In the example below we want w
and x
to be vectors of size (3,)
while b
to be a scalar.
# expressions after a semicolon are "example values" - something that looks like expected data
xdiff(:(y = sum(w .* x) + b); w=rand(3), x=rand(3), b=rand())
# quote
# dy!dx = @get_or_create(mem, :dy!dx, zeros(Float64, (3,)))
# dy!dw = @get_or_create(mem, :dy!dw, zeros(Float64, (3,)))
# y = @get_or_create(mem, :y, zero(Float64))
# tmp658 = @get_or_create(mem, :tmp658, zero(Float64))
# dy!dtmp658 = @get_or_create(mem, :dy!dtmp658, zero(Float64))
# tmp658 = sum(w .* x)
# y = tmp658 .+ b
# dy!dtmp658 = 1.0
# dy!dw .= x
# dy!dx .= w
# tmp677 = (y, dy!dw, dy!dx, dy!dtmp658)
# end
By default, xdiff
generates a highly-optimized code that uses a set of buffers stored in
a dictionary mem
. You may also generate slower, but more readable expression using VectorCodeGen
:
ctx = Dict(:codegen => VectorCodeGen())
xdiff(:(y = sum(w .* x) + b); ctx=ctx, w=rand(3), x=rand(3), b=rand())
# quote
# tmp691 = w' * x
# y = tmp691 + b
# dy!dtmp691 = 1.0
# dy!db = 1.0
# dy!dw = x
# dy!dx = w
# tmp698 = (y, dy!dw, dy!dx, dy!db)
# end
or in Einstein indexing notation using EinCodeGen
:
ctx = Dict(:codegen => EinCodeGen())
xdiff(:(y = sum(w .* x) + b); ctx=ctx, w=rand(3), x=rand(3), b=rand())
# quote
# tmp700 = w[i] .* x[i]
# y = tmp700 + b
# dy!dtmp700 = 1.0
# dy!db = 1.0
# dy!dw[j] = dy!dtmp700 .* x[j]
# dy!dx[j] = dy!dtmp700 .* w[j]
# tmp707 = (y, dy!dw, dy!dx, dy!db)
# end
xdiff
also provides a convenient interface for generating function derivatives:
# evaluate using `include("file_with_function.jl")`
f(w, x, b) = sum(w .* x) .+ b
df = xdiff(f; w=rand(3), x=rand(3), b=rand())

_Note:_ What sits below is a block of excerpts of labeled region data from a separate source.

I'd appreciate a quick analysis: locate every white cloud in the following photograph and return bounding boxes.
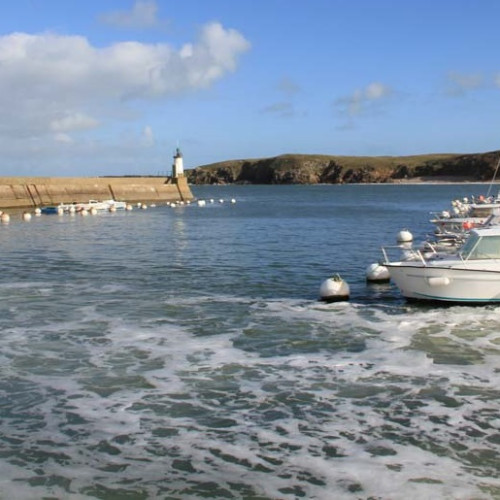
[99,0,160,28]
[334,82,393,117]
[262,101,295,118]
[0,23,250,172]
[50,113,99,132]
[54,133,74,144]
[447,72,484,96]
[278,76,300,96]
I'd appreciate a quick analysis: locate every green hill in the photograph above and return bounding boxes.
[186,151,500,184]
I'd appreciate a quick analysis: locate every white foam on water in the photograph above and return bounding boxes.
[0,297,500,499]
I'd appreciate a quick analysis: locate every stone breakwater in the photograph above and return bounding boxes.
[0,177,193,208]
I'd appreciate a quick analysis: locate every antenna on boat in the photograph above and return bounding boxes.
[486,151,500,198]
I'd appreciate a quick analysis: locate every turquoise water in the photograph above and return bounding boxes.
[0,185,500,500]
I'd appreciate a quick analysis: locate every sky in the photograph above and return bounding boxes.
[0,0,500,176]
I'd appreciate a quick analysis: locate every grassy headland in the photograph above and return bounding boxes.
[186,151,500,184]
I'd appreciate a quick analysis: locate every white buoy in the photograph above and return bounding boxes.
[366,262,391,283]
[397,229,413,243]
[319,274,349,302]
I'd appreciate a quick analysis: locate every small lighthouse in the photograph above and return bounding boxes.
[172,148,184,179]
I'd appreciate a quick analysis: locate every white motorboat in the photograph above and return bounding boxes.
[382,226,500,304]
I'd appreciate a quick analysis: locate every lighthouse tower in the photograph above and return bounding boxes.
[172,148,184,179]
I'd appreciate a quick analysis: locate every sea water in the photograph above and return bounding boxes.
[0,185,500,500]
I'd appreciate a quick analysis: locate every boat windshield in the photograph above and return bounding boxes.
[460,234,500,260]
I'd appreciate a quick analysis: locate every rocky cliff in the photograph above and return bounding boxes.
[186,151,500,184]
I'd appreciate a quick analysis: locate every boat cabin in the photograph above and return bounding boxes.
[459,227,500,260]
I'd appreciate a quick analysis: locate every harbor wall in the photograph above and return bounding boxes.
[0,177,193,208]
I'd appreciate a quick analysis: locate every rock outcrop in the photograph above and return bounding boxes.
[186,151,500,184]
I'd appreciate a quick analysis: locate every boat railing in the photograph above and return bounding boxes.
[382,244,427,266]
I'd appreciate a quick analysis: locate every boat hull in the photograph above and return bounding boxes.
[385,262,500,304]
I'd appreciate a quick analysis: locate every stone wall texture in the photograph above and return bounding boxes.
[0,177,193,208]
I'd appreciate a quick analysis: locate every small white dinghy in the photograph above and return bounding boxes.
[319,274,349,302]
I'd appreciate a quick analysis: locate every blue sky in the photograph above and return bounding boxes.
[0,0,500,176]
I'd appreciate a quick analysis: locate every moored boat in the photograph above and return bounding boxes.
[383,226,500,304]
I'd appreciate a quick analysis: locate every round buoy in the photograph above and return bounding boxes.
[319,274,349,302]
[366,262,391,283]
[397,229,413,243]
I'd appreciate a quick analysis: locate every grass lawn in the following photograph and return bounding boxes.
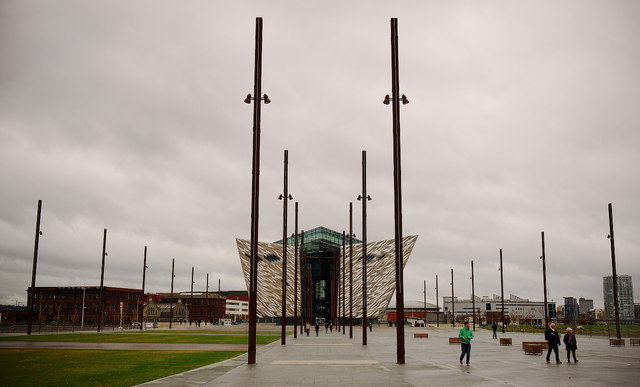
[0,333,280,344]
[0,349,243,386]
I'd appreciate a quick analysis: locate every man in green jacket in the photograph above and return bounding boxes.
[458,321,473,366]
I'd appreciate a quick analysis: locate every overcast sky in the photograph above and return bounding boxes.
[0,0,640,307]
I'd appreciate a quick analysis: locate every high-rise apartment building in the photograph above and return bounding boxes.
[602,275,634,320]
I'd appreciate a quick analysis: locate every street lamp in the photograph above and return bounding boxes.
[278,149,293,345]
[358,150,371,345]
[27,200,42,335]
[383,18,409,364]
[98,228,107,333]
[244,17,271,364]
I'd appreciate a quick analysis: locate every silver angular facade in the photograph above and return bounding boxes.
[236,235,418,318]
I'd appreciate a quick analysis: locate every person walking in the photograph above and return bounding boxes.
[544,323,562,364]
[458,321,473,366]
[562,328,578,363]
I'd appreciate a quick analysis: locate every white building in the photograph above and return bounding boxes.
[443,294,556,324]
[224,298,249,321]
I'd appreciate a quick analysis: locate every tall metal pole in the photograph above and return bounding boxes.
[424,280,427,327]
[280,149,289,345]
[247,17,262,364]
[358,150,371,345]
[189,266,194,325]
[80,286,87,328]
[27,200,42,335]
[140,246,147,330]
[451,269,456,327]
[342,231,347,335]
[293,202,298,339]
[204,273,209,325]
[471,259,476,332]
[300,230,310,334]
[540,231,549,328]
[609,203,620,340]
[500,249,504,333]
[349,202,353,339]
[98,228,107,332]
[436,274,440,328]
[391,18,404,364]
[169,258,176,329]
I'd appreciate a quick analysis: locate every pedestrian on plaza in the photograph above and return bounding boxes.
[458,321,473,366]
[544,323,562,364]
[562,328,578,363]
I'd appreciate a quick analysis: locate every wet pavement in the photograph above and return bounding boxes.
[136,327,640,387]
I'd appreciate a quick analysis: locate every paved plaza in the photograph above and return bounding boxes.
[138,326,640,387]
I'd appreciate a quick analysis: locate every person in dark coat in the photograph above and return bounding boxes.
[562,328,578,363]
[544,323,562,364]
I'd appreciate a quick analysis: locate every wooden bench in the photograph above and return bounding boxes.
[522,341,549,349]
[609,339,624,347]
[523,343,542,355]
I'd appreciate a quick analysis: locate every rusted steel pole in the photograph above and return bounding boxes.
[98,228,107,332]
[169,258,176,329]
[247,17,262,364]
[140,246,147,330]
[349,202,353,339]
[293,202,298,339]
[280,149,289,345]
[436,274,440,327]
[342,231,347,335]
[451,269,456,327]
[391,18,405,364]
[204,273,209,325]
[424,280,427,327]
[500,249,504,333]
[361,150,368,345]
[471,259,476,332]
[540,231,549,328]
[609,203,620,340]
[189,266,194,325]
[27,200,42,335]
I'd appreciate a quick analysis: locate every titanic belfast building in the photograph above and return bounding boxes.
[236,227,418,324]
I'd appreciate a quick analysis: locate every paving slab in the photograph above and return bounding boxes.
[138,327,640,387]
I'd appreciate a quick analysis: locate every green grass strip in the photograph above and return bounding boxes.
[0,333,280,344]
[0,349,243,386]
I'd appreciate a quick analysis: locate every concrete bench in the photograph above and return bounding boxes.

df(rand(3), rand(3), rand())
# (0.8922305671741435, [0.936149, 0.80665, 0.189789], [0.735201, 0.000282879, 0.605989], 1.0)
Note, that xdiff
will try to extract function body as it was written, but it doesn't always
work smoothly. One сommon case when function body isn't available is when function is defined
in REPL, so for better experience load functions using include(<filename>)
or using <module>
.
- loops are not supported
- conditional branching is not supported
Loops and conditional operators may introduce discontinuity points, potentially resulting in
very complex and heavy piecewise expressions, and thus are not supported.
However, many such expressions may be rewritten into analytical form. For example, many loops
may be rewritten into some aggregation function like sum()
(already supported), and
many conditions may be expressed as multiplication like f(x) * (x > 0) + g(x) * (x <= 0)
(planned). Please, submit an issue if you are interested in supporting some specific feature.
On the high level, scalar expressions are differentiated as follows:
- Expression is parsed into an
ExGraph
- a set of primitive expressions, mostly assignments and single function calls. - Resulting
ExGraph
is evaluated using example values to determine types and shape of all variables (forward pass). - Similar to reverse-mode automatic differentiation, derivatives are propagated backward from output to input variables. Unlike AD, however, derivatives aren't represented as values, but instead as symbolic exprssions.
Tensor expressions exploit very similar pipeline, but act in Einstein notation.
- Tensor expression is transformed into Einstein notation.
- Expression in Einstein notation is parsed into an
Einraph
(indexed variant ofExGraph
). - Resulting
EinGraph
is evaluated. - Partial derivatives are computed using tensor or element-wise rules for each element of each tensor, then propagated from output to input variables.
- Optionally, derivative expressions are converted back to vectorized notation.